Presented at: 20th International World Wide Web Conference (WWW2011)

by Nish Parikh, Neel Sundaresan

Webpage: http://wwwconference.org/www2011/proceeding/companion/p245.pdf

The notion of relevance is key to the performance of search engines as they interpret the user queries and respond with matching results. Online search engines have used other features beyond pure IR features to return relevant matching documents. However, over-emphasis on relevance could lead to redundancy in search results. In document search, diversity is simply the variety of documents that span the result set. In an online marketplace the diversity in the result set is represented by items for sale by different sellers at different prices with different sales options.

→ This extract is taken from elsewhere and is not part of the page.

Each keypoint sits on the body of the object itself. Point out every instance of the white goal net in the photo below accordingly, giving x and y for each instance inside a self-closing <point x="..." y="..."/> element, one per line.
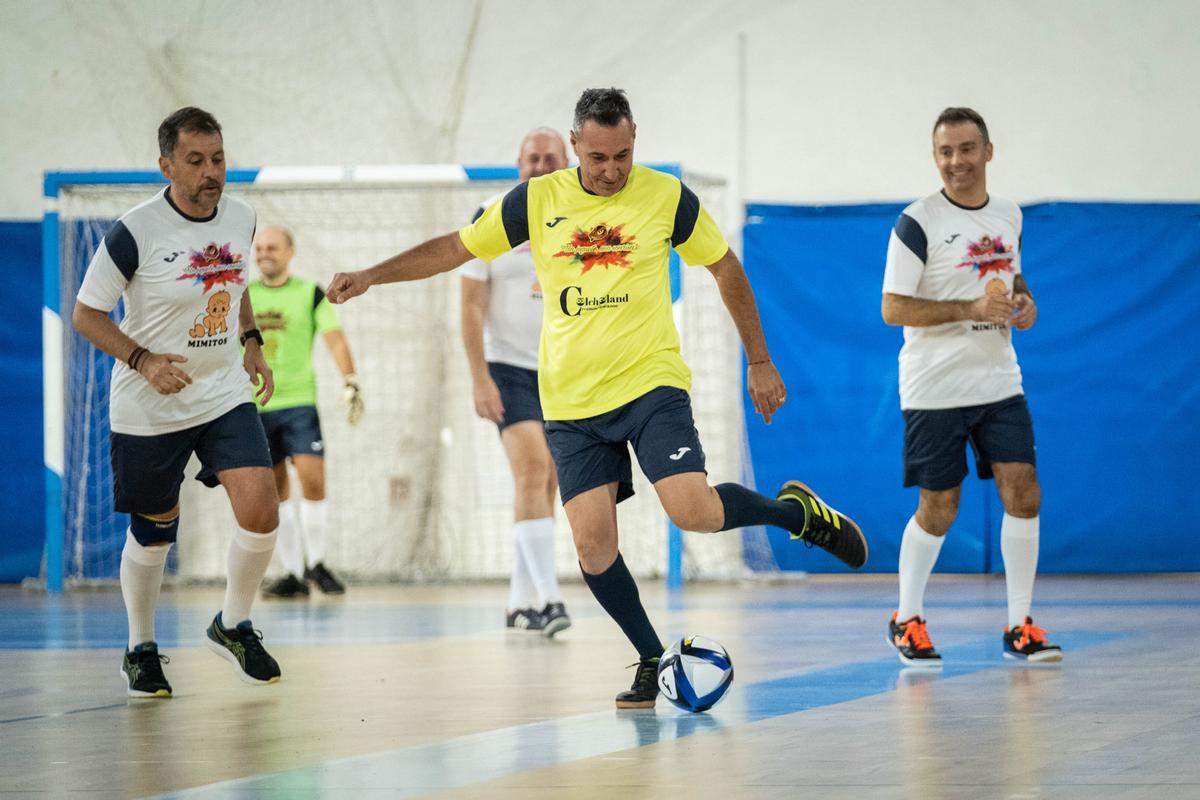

For such a marketplace, in order to minimize query abandonment and the risk of dissatisfaction to the average user, several factors like diversity, trust and value need to be taken into account. Previous work in this field [4] has shown an impossibility result that there exists no such function that can optimize for all these factors. Since these factors and the measures associated with the factors could be subjective we take an approach of giving the control back to the user. In this paper we describe an interface which enables users to have more control over the optimization function used to present the results. We demonstrate this for search on eBay - one of the largest online marketplaces with a vibrant user community and dynamic inventory. We use an algorithm based on bounded greedy selection [5] to construct the result set based on parameters specified by the user.

A User-Tunable Approach to Marketplace Search was presented at this event.